I don't know whether this is a question at all but I would like to know why an element $(x,y)$ of $\mathbb R^2:=\mathbb R\times\mathbb R$ corresponds exactly to the point $(x,y$) in the Cartesian coordinate system (as in coordinates determined by the ordered basis $\{i,j\}$).
This doesn't happen if we use polar coordinates, for example $(1,1)\in\mathbb R^2$ corresponds to $(\sqrt 2,\pi/4)$. What is the crucial property missing from other systems and how can I prove this?
$\mathbb{R}^n$ is defined to be the set of $n$-tuples of real numbers.

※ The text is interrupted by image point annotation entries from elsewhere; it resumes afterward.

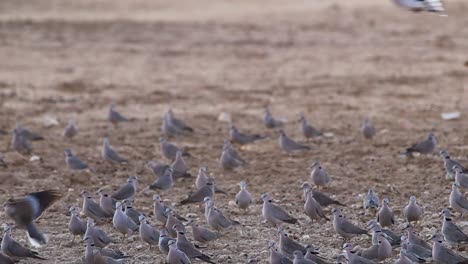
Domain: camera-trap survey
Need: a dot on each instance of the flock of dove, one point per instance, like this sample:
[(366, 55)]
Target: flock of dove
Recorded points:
[(116, 208)]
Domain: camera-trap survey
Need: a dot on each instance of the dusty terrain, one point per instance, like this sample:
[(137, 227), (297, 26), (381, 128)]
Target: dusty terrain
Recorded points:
[(336, 62)]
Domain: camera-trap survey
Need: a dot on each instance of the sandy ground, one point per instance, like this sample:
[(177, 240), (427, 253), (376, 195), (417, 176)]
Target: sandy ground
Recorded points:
[(336, 61)]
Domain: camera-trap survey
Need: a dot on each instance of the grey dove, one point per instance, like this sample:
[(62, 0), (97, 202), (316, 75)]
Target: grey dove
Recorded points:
[(128, 190), (367, 129), (318, 175), (308, 131), (426, 146), (288, 145), (76, 226), (441, 254), (242, 138), (385, 215), (73, 162), (243, 198), (148, 234), (13, 249), (71, 130), (270, 121), (110, 154), (413, 211), (175, 255), (24, 211), (345, 228), (275, 214)]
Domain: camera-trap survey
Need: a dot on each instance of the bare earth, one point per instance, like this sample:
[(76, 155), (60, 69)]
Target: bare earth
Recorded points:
[(338, 62)]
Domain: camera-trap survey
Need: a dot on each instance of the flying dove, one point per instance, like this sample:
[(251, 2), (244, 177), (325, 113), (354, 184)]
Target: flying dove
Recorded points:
[(76, 226), (163, 243), (367, 129), (164, 182), (451, 232), (73, 162), (413, 211), (175, 255), (110, 154), (307, 130), (169, 150), (313, 209), (127, 191), (202, 234), (318, 175), (13, 249), (288, 145), (26, 210), (92, 209), (243, 198), (426, 146), (449, 164), (345, 228), (275, 214), (371, 200), (287, 245), (115, 117), (71, 129), (441, 254), (275, 256), (148, 234), (122, 222), (242, 138), (270, 121), (187, 247), (385, 215)]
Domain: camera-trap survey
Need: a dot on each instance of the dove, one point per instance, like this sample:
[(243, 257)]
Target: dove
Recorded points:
[(175, 255), (165, 182), (115, 117), (413, 211), (270, 121), (73, 162), (100, 238), (71, 129), (385, 215), (318, 175), (275, 256), (449, 164), (148, 234), (91, 209), (187, 247), (243, 198), (426, 146), (287, 245), (13, 249), (127, 191), (202, 234), (179, 167), (110, 154), (307, 130), (451, 232), (26, 210), (199, 195), (299, 258), (76, 226), (441, 254), (163, 243), (288, 145), (275, 214), (371, 201), (345, 228), (241, 138), (367, 129), (313, 209)]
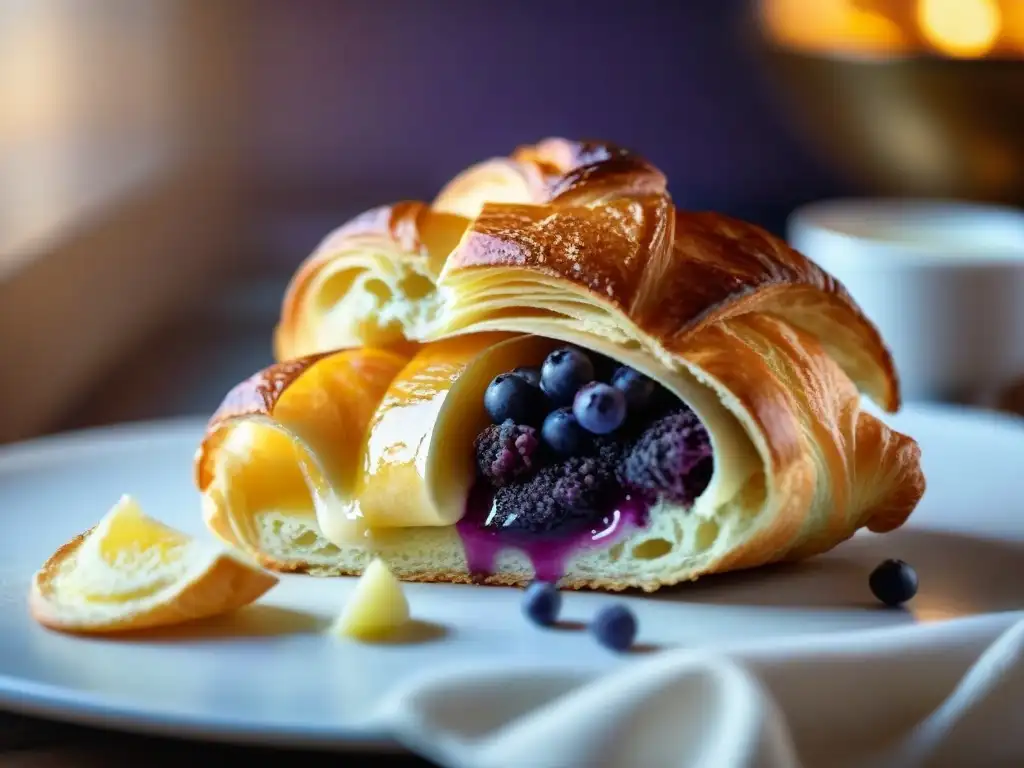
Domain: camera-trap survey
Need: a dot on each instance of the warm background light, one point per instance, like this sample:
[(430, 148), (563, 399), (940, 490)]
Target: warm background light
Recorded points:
[(961, 28), (947, 28)]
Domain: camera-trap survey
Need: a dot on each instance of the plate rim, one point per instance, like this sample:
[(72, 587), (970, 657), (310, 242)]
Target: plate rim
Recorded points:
[(49, 701)]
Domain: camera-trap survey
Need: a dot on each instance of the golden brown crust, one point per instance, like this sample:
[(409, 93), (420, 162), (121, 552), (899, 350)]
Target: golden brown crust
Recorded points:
[(400, 223), (668, 273), (257, 395), (724, 299)]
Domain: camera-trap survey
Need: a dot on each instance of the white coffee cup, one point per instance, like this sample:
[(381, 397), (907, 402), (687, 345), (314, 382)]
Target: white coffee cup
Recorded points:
[(943, 282)]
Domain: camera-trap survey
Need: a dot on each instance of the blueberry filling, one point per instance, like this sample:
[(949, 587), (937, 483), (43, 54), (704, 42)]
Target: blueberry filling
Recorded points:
[(602, 445)]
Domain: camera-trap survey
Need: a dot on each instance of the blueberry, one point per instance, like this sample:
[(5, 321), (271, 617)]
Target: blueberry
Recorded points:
[(637, 388), (563, 372), (542, 603), (529, 373), (563, 434), (893, 582), (511, 396), (614, 627), (600, 409)]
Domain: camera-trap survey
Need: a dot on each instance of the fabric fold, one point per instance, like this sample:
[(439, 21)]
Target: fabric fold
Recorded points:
[(942, 694)]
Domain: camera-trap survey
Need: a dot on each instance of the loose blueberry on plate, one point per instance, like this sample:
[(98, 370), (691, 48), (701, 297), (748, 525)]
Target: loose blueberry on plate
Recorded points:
[(542, 603), (600, 409), (563, 372), (563, 434), (614, 627), (511, 396), (637, 388), (893, 583), (529, 373)]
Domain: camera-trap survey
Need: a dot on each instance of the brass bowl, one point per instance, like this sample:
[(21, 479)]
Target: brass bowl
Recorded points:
[(919, 126)]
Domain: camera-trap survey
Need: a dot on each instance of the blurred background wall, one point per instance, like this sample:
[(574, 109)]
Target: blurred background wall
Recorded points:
[(360, 102), (243, 130)]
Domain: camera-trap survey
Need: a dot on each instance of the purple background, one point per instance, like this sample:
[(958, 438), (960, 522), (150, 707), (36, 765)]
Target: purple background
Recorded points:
[(357, 103)]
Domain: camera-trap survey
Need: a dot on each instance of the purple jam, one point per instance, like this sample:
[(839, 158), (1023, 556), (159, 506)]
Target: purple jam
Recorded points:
[(589, 477), (550, 552)]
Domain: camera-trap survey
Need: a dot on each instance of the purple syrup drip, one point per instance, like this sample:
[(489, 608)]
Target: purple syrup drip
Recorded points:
[(549, 553)]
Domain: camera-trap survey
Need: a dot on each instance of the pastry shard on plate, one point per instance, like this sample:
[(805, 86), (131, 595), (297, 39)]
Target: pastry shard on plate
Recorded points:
[(743, 441)]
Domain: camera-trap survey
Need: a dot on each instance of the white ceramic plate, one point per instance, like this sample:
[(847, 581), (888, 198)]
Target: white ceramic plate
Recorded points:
[(271, 675)]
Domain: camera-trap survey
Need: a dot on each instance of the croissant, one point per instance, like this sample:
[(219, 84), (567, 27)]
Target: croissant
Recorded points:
[(726, 431)]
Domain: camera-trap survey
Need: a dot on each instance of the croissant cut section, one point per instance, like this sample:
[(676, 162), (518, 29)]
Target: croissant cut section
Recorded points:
[(580, 242)]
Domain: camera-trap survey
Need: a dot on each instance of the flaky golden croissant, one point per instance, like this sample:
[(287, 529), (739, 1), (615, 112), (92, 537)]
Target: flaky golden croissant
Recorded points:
[(724, 430)]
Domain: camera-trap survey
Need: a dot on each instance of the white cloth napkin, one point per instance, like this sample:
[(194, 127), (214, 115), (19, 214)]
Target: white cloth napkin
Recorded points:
[(937, 694)]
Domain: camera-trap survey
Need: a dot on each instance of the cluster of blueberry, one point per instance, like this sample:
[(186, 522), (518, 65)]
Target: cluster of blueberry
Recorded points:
[(565, 400), (614, 627), (569, 435)]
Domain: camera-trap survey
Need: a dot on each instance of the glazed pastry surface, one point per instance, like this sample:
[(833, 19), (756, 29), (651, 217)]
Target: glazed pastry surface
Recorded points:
[(561, 242)]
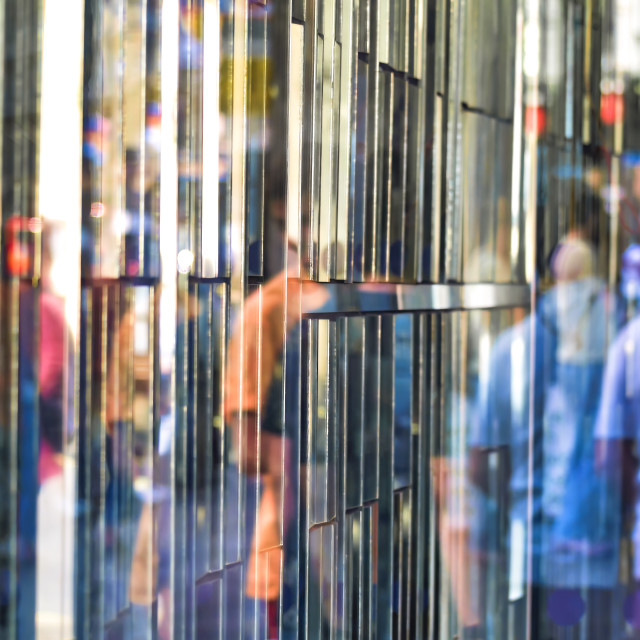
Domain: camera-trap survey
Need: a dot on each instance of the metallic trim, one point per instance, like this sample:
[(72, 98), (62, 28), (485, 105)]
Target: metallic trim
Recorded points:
[(369, 298)]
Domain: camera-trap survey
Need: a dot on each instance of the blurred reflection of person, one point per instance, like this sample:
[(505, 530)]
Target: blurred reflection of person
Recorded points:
[(618, 433), (258, 371), (46, 386), (576, 512)]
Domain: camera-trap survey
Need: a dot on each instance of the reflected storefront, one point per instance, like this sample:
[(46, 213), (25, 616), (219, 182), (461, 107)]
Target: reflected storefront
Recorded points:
[(320, 319)]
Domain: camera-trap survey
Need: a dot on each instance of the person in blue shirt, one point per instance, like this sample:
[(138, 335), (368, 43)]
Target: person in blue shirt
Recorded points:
[(536, 411)]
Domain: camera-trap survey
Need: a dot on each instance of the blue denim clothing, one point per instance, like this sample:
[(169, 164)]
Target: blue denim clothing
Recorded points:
[(619, 414), (575, 510)]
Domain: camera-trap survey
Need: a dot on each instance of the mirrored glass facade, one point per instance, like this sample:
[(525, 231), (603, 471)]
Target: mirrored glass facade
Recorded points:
[(320, 319)]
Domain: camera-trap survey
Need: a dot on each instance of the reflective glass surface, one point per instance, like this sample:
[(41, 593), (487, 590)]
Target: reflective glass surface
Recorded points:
[(320, 319)]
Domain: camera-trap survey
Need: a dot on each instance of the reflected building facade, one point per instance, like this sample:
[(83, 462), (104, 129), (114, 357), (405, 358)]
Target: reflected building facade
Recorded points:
[(319, 319)]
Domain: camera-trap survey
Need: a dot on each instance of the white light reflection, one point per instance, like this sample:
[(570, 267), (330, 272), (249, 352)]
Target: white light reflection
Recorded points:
[(210, 139)]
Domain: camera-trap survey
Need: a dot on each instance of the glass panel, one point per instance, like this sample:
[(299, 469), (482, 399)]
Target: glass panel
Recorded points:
[(319, 319)]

So there's a canonical basis $\{e_1,e_2,...,e_n\}$ of $\mathbb{R}^n$ (seen as a vector space) given by $$e_1 = (1,0,0,...,0)$$ $$e_2 = (0,1,0,...,0)$$ $$\vdots$$ $$e_n = (0,0,0,...,1)$$ Now consider the dual basis $\{e^1,e^2,...,e^n\}$ s.t. $e^i(e_j)=\delta^i_j$.
The dual basis gives you natural coordinates $\{x^1,...,x^n\}$ on $\mathbb{R}^n$ given by $x^i(v):=e^i(v)$ for $i=1,2,...,n$ and $v\in \mathbb{R}^n$.
Then you can play with other systems of coordinates.
In the end, the canonical one is simply due to the fact that $\mathbb{R}^n$ are $n$-tuples of real numbers.